Panel Paper: Informed Industry Targeting: Grow Clusters for Learning Industries at Optimal Sizes

Thursday, November 2, 2017
Horner (Hyatt Regency Chicago)

*Names in bold indicate Presenter

Li Fang, University of Maryland, College Park


This paper optimizes cluster-oriented industrial policies in terms of both the targeted industries and geographical sizes, and speaks to how different measurements affect the results.

Industry targeting, despite its disgraceful name for potential unfairness, is practically unavoidable. Policy makers have to either prioritize and focus resources, or dilute endeavors and achieve little. Thus, the question is not whether to prioritize, but how to prioritize.

Recently, policy makers have recognized the role of clusters—geographical concentrations of industries—in elevating innovation. The U.S. Department of Commerce invested enormously to encourage innovation through clusters in high-tech, biochemistry or energy-related industries in large and jurisdictional-based regions, with no evidence showing the desirability of either their industry choices or their geographical choices.

Prior studies fail to sufficiently guide industry targeting. Most studies propose picking highly concentrated or most frequently patenting industries, without acknowledging that the best performers may not be the ones that benefit the most from clusters. A few studies compare the effects of clusters across industries, but either aggregate industries at high levels (three-digit NAICS code or above) or only compare a limited set of industries within one discipline. Moreover, most studies define the geographical scope of clusters based on jurisdictional boundaries and fail to address both the sensitivity of the results to such more or less arbitrary measurement and which (geographical) cluster size best fits an industry.

This paper uses a unique restricted version of the plant-level dataset from the Quarterly Census of Employment and Wages for the state of Maryland from 2004 to 2013, and matches it with the patent application and citation data from the United States Patent and Trademark Office.

It is the first to (a) compare the effects of clusters on innovation across a wide range of six-digit NAICS industries, (b) rank industries in terms of how much they benefit from clusters, and (b) identify industry-specific optimal geographical sizes of clusters. These are achieved through novel quantitative methods, including a continuous quantile analysis method developed by Combes, et al. (2012), ArcGIS python programming and spatial analysis, and the Newton optimization method.
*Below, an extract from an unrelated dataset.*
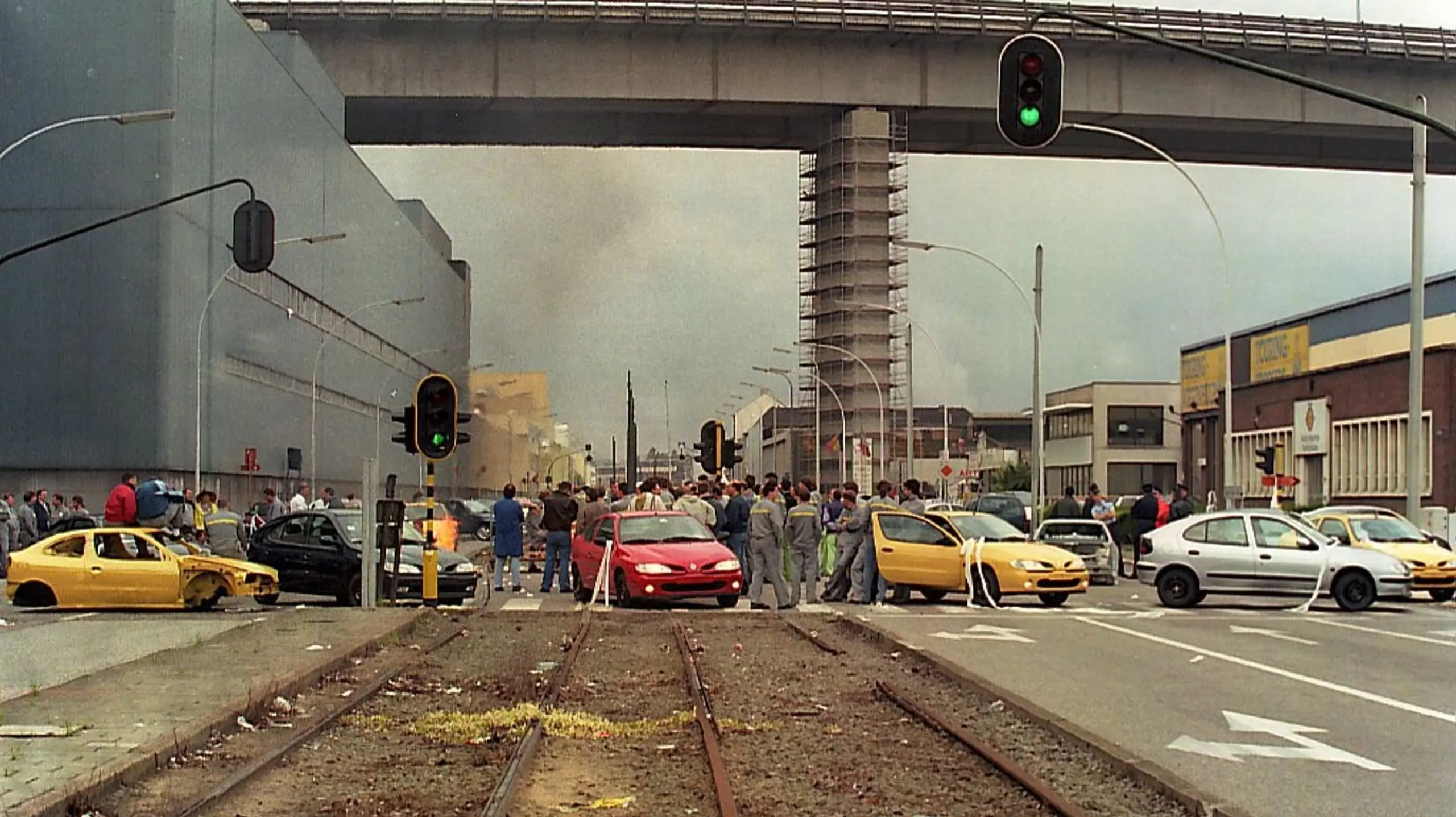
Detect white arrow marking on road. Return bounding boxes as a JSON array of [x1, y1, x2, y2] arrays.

This paper also varies the measurements of the dependent and independent variables and tracks the changes of the results. It (a) continuously changes the geographical size of clusters from 0.5 to 20 miles in radius, (b) changes the measurement of innovation by applying different weighting schemes to the patent data (e.g., patent grants, patent applications, citation-weighted patent applications, etc.), (c) applies various cluster definitions in terms of industry compositions (i.e., which six-digit NAICS industries belong to the same cluster).
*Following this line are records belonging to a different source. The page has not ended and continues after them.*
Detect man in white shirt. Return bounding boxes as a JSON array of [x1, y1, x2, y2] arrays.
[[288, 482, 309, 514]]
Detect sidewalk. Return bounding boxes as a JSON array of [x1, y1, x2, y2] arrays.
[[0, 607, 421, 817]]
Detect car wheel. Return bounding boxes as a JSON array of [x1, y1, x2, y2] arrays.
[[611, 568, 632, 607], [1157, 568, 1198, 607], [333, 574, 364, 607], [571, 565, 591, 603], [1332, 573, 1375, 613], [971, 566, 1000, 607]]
This paper will obtain the following results: (a) a ranking of industrial clusters in terms of the additional patents that can be produced by clustering, (b) the optimal cluster size associated with each industry that maximizes patent production compared to other sizes, and (c) the sensitivity of the above results with respect to different measurements. These results can help practitioners to perform knowledgeable industry targeting and grow clusters in the most learning-prone industries at the optimal geographical sizes.